Artificial Neural Networks are loosely inspired by the actual processes taking place in the nervous system. The basic element of the network is known as a ‘neuron’ or a node. It is the centre where processing of information takes place. Synapses interlink one neuron to another and have a weight associated with them. There is a non-linear activation function at each node with both limits the output range as well as introduces non linearity. An important aspect of Neural Networks is their layered structure where the output of one layer serves as the input of another layer. A single layer neural network is known as the Perceptron. Adaline has the structure of a perceptron and is followed by a hard-limiting activation function.

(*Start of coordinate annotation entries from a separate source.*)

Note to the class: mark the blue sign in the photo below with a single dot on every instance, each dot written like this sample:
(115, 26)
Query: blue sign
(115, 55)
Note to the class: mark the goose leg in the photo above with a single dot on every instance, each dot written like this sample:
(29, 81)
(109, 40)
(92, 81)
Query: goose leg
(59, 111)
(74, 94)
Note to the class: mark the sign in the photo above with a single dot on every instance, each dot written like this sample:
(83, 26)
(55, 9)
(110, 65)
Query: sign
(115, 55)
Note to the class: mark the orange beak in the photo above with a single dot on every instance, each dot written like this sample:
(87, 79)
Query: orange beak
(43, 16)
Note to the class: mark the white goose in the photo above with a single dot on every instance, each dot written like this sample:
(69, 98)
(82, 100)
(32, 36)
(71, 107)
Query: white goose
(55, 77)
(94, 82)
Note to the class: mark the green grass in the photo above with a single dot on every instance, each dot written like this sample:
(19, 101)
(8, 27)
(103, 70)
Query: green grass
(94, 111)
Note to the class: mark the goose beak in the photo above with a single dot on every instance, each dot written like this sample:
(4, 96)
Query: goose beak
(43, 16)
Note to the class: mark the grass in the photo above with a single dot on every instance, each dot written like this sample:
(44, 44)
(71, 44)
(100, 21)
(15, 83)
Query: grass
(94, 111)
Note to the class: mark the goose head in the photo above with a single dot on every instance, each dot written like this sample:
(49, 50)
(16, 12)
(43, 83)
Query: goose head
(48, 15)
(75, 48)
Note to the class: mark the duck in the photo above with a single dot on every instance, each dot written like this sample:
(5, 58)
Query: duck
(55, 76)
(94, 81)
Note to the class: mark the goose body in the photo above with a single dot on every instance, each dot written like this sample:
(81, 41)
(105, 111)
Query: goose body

A good way of thing about Neural Networks is a “Composite function” which takes some inputs and gives and output depending on various parameters. These parameters can be updated or ‘trained’ for a specific application.

Neural networks are made up of:

Neurons
Weights/Parameters
Biases

Neurons are the building blocks of a NN, it consists of biases and weights and performs some computation on the input to give an output. Further, Neuron uses activation functions to limit their outputs within a range.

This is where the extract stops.